-
Notifications
You must be signed in to change notification settings - Fork 25
Merge profiles into a table
Once you profiled all your samples, you can merge them in a unique file (a tab separated matrix).
There are two ways to merge profiles:
- providing a list of files
- merging all files contained in a directory
mOTUs 2.6 also release 11,164 profiles of public metagenomes and metatranscriptomes from 23 environments. The merge function allows the users to add also those profiles to their own data using the -a
flag.
You can merge files providing a comma separated list of files.
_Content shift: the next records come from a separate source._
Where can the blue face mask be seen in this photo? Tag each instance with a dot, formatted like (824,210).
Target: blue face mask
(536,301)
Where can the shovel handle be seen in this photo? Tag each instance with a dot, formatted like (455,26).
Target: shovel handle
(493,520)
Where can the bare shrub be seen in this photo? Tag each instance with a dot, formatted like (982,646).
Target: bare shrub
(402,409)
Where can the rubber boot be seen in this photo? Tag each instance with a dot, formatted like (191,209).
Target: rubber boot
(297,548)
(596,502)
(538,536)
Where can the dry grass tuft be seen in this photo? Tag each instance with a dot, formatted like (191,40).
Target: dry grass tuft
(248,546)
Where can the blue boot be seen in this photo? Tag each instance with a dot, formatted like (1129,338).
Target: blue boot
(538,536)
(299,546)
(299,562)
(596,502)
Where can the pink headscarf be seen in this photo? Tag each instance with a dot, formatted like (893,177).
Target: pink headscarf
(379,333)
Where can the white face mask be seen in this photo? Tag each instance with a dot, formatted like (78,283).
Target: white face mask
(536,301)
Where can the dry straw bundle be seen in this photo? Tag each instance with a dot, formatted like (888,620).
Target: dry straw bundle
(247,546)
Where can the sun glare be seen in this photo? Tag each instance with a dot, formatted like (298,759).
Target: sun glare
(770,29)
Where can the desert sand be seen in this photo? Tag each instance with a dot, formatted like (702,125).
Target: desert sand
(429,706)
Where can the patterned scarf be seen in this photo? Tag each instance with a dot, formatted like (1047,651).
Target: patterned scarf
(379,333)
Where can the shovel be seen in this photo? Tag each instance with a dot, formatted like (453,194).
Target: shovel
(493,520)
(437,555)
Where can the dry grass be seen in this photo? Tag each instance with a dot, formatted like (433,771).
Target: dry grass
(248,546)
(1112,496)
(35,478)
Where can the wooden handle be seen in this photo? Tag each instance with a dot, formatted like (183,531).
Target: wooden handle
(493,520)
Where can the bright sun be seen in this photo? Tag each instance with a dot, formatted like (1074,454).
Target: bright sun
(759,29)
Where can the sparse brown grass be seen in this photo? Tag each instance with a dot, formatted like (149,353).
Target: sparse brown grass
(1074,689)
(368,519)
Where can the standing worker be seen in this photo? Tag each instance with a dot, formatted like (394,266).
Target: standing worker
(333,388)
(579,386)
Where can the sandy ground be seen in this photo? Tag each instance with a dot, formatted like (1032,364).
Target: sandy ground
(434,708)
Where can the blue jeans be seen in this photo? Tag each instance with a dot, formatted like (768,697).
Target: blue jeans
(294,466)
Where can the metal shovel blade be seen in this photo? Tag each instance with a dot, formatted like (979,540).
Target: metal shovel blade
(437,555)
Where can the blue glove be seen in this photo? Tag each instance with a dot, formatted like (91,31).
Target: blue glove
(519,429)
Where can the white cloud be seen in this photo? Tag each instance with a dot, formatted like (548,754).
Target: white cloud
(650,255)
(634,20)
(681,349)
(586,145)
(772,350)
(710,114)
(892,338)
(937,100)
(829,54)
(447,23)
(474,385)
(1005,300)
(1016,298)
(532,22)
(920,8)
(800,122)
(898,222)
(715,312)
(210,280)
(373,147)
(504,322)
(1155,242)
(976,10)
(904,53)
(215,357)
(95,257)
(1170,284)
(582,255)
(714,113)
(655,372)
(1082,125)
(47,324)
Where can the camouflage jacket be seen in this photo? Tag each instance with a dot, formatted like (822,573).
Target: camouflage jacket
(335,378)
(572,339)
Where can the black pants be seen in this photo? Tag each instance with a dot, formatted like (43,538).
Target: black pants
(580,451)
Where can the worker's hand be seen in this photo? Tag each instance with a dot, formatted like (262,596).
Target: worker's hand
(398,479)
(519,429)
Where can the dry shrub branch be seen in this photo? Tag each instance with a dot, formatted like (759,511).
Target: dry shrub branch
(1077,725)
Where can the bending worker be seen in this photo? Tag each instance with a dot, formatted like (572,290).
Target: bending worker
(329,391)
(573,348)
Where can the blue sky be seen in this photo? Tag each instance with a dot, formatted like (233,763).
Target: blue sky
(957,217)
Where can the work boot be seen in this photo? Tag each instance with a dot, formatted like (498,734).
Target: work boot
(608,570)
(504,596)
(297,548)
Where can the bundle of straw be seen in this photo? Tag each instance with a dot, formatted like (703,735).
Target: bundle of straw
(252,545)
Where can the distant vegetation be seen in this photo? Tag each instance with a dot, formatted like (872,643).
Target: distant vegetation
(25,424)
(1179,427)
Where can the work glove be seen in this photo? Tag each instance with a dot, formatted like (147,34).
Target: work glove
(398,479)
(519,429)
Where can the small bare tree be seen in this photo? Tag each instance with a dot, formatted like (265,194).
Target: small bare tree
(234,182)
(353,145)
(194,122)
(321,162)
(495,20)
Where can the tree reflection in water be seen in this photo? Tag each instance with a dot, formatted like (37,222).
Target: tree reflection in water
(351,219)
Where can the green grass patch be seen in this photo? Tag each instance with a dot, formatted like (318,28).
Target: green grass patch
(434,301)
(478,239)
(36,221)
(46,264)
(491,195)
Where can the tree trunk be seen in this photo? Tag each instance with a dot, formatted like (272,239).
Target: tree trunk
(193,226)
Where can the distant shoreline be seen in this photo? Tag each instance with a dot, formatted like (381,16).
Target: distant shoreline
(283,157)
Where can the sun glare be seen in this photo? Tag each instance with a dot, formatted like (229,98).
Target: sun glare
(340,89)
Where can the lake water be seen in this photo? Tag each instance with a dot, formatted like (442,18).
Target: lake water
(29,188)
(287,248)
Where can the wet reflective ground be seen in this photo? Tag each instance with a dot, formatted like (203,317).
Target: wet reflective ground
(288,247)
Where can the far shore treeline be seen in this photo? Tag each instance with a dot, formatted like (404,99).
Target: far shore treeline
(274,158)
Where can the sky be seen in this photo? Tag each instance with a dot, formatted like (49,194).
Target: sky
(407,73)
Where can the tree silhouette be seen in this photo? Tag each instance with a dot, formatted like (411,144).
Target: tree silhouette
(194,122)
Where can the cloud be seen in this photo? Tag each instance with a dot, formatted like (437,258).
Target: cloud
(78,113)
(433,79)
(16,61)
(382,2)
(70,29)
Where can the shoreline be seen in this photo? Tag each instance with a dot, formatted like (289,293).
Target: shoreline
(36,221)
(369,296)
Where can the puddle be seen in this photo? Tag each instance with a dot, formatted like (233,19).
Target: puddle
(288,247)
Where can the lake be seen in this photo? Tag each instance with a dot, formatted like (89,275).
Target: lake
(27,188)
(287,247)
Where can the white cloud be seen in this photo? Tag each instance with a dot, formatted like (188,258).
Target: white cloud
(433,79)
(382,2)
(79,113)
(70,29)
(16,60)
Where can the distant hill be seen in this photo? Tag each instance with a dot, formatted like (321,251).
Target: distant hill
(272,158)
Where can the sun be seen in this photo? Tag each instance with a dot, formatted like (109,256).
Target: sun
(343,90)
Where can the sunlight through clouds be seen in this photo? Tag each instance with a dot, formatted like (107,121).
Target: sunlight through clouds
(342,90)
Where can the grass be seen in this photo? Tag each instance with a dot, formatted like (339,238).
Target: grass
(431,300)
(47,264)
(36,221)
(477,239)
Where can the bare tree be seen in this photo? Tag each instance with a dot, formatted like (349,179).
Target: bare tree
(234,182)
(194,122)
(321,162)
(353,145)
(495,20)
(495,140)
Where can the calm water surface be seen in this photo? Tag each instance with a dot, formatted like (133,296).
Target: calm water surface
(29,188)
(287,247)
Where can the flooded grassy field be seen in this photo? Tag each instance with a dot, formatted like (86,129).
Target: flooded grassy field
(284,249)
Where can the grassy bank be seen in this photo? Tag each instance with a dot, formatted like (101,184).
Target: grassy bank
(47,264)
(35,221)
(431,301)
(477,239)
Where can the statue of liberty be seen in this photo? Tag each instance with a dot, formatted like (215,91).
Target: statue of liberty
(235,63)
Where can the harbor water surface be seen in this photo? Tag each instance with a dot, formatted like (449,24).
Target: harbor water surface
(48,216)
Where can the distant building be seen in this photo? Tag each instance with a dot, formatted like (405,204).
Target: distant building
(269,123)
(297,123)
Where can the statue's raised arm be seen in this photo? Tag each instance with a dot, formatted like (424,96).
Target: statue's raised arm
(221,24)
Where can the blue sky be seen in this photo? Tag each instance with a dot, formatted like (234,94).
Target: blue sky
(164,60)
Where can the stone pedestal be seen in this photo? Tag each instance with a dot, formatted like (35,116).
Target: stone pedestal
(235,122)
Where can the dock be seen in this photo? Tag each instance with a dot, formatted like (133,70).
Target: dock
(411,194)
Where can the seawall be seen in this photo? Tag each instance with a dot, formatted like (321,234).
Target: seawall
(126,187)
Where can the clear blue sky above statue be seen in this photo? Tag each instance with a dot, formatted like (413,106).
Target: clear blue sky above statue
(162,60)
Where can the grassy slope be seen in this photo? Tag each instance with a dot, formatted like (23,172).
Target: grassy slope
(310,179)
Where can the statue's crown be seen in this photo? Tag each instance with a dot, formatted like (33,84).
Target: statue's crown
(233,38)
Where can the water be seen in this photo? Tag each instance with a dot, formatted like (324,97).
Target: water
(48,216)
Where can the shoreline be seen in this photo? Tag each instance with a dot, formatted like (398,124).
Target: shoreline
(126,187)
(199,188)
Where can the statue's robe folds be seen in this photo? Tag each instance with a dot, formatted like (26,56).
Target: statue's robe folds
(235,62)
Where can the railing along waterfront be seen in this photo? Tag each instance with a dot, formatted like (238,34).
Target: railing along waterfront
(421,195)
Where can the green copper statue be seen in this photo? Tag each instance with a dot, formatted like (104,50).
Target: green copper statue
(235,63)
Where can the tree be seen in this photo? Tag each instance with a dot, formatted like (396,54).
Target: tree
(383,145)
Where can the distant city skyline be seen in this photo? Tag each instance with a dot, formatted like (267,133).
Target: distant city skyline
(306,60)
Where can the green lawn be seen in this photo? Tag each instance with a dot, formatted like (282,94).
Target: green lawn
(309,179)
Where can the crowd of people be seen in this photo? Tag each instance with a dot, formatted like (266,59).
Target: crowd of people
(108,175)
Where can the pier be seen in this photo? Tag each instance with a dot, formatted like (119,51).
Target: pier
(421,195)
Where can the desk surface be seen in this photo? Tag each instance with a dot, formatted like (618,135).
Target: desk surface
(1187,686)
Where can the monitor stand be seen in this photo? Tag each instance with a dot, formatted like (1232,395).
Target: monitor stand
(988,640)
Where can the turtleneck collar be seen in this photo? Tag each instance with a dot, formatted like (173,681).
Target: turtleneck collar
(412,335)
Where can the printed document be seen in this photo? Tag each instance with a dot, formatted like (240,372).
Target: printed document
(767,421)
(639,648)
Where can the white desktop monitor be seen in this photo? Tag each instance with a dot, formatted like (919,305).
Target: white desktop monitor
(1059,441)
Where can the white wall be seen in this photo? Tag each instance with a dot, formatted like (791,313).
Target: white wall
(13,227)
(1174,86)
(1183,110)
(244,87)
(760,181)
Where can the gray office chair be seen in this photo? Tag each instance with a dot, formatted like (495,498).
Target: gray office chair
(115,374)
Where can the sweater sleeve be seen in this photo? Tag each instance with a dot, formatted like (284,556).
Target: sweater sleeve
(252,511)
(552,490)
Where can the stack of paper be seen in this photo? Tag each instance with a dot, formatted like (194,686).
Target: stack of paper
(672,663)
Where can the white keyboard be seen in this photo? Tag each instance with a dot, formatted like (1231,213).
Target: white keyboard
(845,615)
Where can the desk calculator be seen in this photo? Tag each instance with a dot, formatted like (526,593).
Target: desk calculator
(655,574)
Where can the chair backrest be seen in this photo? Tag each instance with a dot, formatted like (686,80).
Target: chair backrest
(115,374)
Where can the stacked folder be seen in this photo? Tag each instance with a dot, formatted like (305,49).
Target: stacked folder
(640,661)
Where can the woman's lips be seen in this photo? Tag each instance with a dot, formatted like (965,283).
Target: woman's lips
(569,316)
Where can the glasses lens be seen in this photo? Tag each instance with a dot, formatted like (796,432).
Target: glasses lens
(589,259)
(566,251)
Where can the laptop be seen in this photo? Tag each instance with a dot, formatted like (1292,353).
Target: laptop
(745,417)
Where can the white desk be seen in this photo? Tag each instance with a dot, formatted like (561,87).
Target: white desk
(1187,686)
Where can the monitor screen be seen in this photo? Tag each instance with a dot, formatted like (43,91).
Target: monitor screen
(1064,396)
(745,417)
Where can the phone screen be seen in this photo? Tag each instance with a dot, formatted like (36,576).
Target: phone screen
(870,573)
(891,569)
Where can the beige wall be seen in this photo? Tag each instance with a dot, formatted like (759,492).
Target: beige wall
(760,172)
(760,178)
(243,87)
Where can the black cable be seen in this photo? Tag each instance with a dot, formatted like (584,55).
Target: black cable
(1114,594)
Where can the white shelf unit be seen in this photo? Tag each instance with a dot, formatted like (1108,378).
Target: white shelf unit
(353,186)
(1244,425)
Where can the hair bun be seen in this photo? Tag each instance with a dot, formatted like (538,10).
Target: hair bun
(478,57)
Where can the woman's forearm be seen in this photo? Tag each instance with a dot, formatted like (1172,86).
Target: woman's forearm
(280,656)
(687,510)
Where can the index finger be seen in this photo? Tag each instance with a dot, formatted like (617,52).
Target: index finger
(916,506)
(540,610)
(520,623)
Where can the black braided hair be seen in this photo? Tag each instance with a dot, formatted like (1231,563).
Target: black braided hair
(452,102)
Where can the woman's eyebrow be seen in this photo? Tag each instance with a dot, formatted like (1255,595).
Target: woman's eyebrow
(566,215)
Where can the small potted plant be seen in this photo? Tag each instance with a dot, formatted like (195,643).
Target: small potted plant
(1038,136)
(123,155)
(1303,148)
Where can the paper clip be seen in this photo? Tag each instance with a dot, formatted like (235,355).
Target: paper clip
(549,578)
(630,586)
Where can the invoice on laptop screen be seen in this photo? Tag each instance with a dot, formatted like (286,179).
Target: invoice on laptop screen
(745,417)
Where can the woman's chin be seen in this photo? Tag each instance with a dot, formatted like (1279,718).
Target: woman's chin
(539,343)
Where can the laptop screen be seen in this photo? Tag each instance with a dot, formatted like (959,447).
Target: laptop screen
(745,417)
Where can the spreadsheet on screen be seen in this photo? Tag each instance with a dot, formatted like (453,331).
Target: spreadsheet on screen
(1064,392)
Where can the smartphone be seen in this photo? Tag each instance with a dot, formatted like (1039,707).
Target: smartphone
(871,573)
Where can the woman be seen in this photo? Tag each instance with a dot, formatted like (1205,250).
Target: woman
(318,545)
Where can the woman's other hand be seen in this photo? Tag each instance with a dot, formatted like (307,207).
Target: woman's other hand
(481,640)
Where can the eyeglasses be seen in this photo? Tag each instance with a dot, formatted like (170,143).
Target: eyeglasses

Example with three files:
$ ls
sample_34.motus
sample_XY.motus
sampZ.motus
You can merge them with:
motus merge -i sample_34.motus,sample_XY.motus,sampZ.motus
If you save all your profile files in a directory, example:
$ ls results/
sample_34.motus
sample_XY.motus
sampZ.motus
You can merge all files contained in the directory with the -d
option:
motus merge -d results
You can merge your own profiles and append public profiles to it.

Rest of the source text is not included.